If anyone typifies the adventurous spirit Queenstown’s renowned for, it’s Robina Bodle.

Conceivably the fittest 74-year-old you’d ever meet, she’s seemingly always running, cycling, indoor rowing or, in season, skiing in one discipline or another.

And last month she was, by miles, the oldest competitor in the Routeburn Challenge run over the Routeburn track.

She and her husband Jef Desbecker also live in a lovely homestead in a stunning Crown Terrace spot 300 metres above the valley.

‘‘I can look around here and I’ve basically run up every hill,’’ she says.

Growing up in Palmerston North, Bodle recalls her father encouraging her running at an early age.

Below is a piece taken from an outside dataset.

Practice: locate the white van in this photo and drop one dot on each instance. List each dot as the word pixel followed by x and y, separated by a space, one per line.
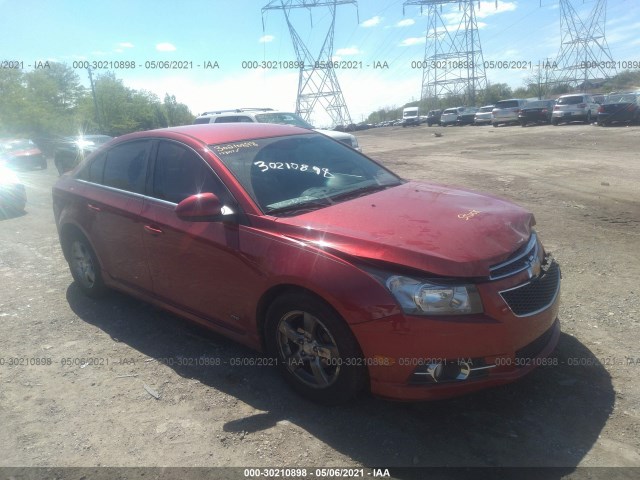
pixel 410 116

‘‘He made sure we were always very physical; he had a high jump and a long jump in the backyard.’’

She attended a private primary school but after the family moved to Mount Maunganui, ‘‘I went to probably the worst primary school in New
Zealand’’.

Kids chased her home and threw things at her due to her refined accent and academic superiority — ‘‘I had to be one of the worst children just to be accepted’’.

For high school she was sent to an Auckland boarding school she disliked so much she’d tick off how many days she had to go, as if she was
serving a prison sentence.

When she left after four years, she did a secretarial course and went flatting in the swinging ’60s.

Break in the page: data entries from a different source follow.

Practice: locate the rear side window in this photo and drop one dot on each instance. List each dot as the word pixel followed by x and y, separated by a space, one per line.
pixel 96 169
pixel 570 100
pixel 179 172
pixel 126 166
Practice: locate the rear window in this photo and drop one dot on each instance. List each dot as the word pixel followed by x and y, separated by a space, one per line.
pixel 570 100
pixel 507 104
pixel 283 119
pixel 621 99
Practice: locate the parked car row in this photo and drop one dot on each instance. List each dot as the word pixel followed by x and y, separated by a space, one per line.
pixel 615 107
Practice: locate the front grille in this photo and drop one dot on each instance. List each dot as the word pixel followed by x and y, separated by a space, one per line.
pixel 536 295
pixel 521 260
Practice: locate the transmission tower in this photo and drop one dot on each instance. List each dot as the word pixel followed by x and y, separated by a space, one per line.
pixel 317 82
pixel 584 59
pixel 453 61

When she had an affair with a man who’d been married, her parents — by then farming in the Waikato — kicked her out, she says.

Bodle subsequently married another man and they had two children — Nikki and Anthony — however by the mid-1970s they’d broken up.

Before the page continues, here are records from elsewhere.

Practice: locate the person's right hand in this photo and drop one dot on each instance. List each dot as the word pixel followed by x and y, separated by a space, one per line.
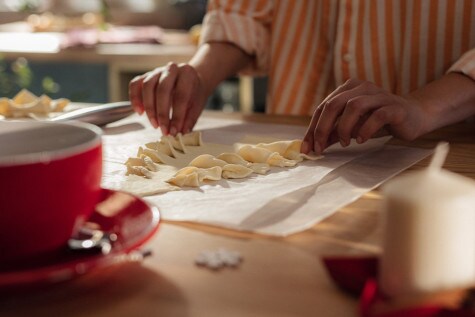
pixel 172 96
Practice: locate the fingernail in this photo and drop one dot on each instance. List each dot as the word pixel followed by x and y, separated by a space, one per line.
pixel 316 148
pixel 154 122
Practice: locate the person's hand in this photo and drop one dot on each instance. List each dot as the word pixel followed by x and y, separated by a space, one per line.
pixel 175 88
pixel 361 110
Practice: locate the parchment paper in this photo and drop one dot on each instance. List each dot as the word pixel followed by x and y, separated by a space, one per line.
pixel 286 200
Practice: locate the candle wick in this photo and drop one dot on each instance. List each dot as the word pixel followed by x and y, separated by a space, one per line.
pixel 440 153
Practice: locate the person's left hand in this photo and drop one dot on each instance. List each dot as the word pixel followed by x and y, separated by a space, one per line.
pixel 361 110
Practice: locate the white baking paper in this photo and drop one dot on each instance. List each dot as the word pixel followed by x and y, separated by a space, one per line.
pixel 285 201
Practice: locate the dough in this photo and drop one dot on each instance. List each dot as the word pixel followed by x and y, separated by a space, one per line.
pixel 26 104
pixel 186 161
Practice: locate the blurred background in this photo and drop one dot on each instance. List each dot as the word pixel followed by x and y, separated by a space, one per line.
pixel 88 50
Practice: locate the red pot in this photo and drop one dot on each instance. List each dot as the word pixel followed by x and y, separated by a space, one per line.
pixel 50 175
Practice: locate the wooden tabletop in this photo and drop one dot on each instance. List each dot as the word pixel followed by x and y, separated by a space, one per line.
pixel 278 277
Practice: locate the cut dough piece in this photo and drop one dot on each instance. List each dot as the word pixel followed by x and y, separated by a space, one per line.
pixel 233 158
pixel 207 161
pixel 194 176
pixel 191 139
pixel 162 147
pixel 236 171
pixel 256 154
pixel 259 168
pixel 288 149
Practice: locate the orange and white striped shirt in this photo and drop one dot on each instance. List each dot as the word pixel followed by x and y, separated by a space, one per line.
pixel 310 47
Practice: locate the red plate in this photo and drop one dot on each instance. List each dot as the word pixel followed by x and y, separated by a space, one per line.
pixel 129 217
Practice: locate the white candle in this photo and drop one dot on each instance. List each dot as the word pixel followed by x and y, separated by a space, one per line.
pixel 429 240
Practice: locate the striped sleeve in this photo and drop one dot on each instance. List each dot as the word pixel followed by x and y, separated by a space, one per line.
pixel 466 64
pixel 244 23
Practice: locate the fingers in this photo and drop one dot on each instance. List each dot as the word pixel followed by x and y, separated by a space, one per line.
pixel 186 86
pixel 135 94
pixel 356 112
pixel 378 120
pixel 309 143
pixel 334 107
pixel 149 85
pixel 164 96
pixel 194 111
pixel 359 110
pixel 168 91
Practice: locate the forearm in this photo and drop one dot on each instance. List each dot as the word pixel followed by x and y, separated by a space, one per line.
pixel 445 101
pixel 217 61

‘‘I was one of the early solo mothers which was not an easy thing to be because you had the finger pointed at you quite a lot.’’

In the late ’70s she came to Queenstown on holiday and decided to return to live here — ‘‘I could be free here and I liked the mountains’’.

Bodle worked a number of jobs including being lawyer Graeme Todd’s first secretary.

She also recalls becoming the first female to hang-glide solo off Coronet Peak after earlier enjoying a tandem flight.

‘‘It was interesting being a solo mother.

“I definitely woke up a few nights and there was somebody’s husband by my bed thinking I needed companionship.’’

In 1984, she picked up an American off a bus, Desbecker, who’d been given her address by a friend — ‘‘he’d seen pictures of me on a snowmobile and thought, ‘I want to meet this girl’’’.

Two years later they married in a little Spanish church in Los Angeles, swapping earrings for the occasion and wearing cut-off T-shirts.

Interestingly, they’d separately discovered telemark skiing — ‘‘it’s awesome, it’s just like dancing down the slope’’, Bodle says.

They both taught the discipline, and she became chief examiner of the telemark division for the then NZ Ski Instructors Alliance.

During 1989 they bought their ‘Skyview’ property on the Crown Terrace.

They got into organic gardening and Bodle grew organic herbal tea she sold as Wakatipu Gold.

In 2001 they built their homestead using 100-year-old Jarrah bridge beams and local rough-sawn timber — Desbecker building it to floor plans Bodle drew up.

She says they sleep in a bedroom exposed to the elements as they like the fresh air — ‘‘some people probably say it’s crazy’’.

Bodle helps people with nutrition and is a qualified naturopath and has latterly taken up painting as a hobby.

But she’s far from sedentary and when she’s not running, biking or skiing, has Pilates and rowing machines at home and a cycle trainer.

‘‘I’ve got eight pairs of skis and six pairs of running shoes.’’

She’s now swapped the latter for road bike shoes as she and Desbecker prepare for a six-week cycle holiday in Eastern Europe.

The couple also sponsor a $500 award to the best improver in the Kepler Challenge running event each year under the motto, ‘good planets are hard to find, don’t blow it’.

As to what drives her ‘‘very active lifestyle’’, Bodle says ‘‘apart from how good it makes me feel, I intend to be around for a long time still being physical and enjoying the life I’ve been given to the best of my ability’’.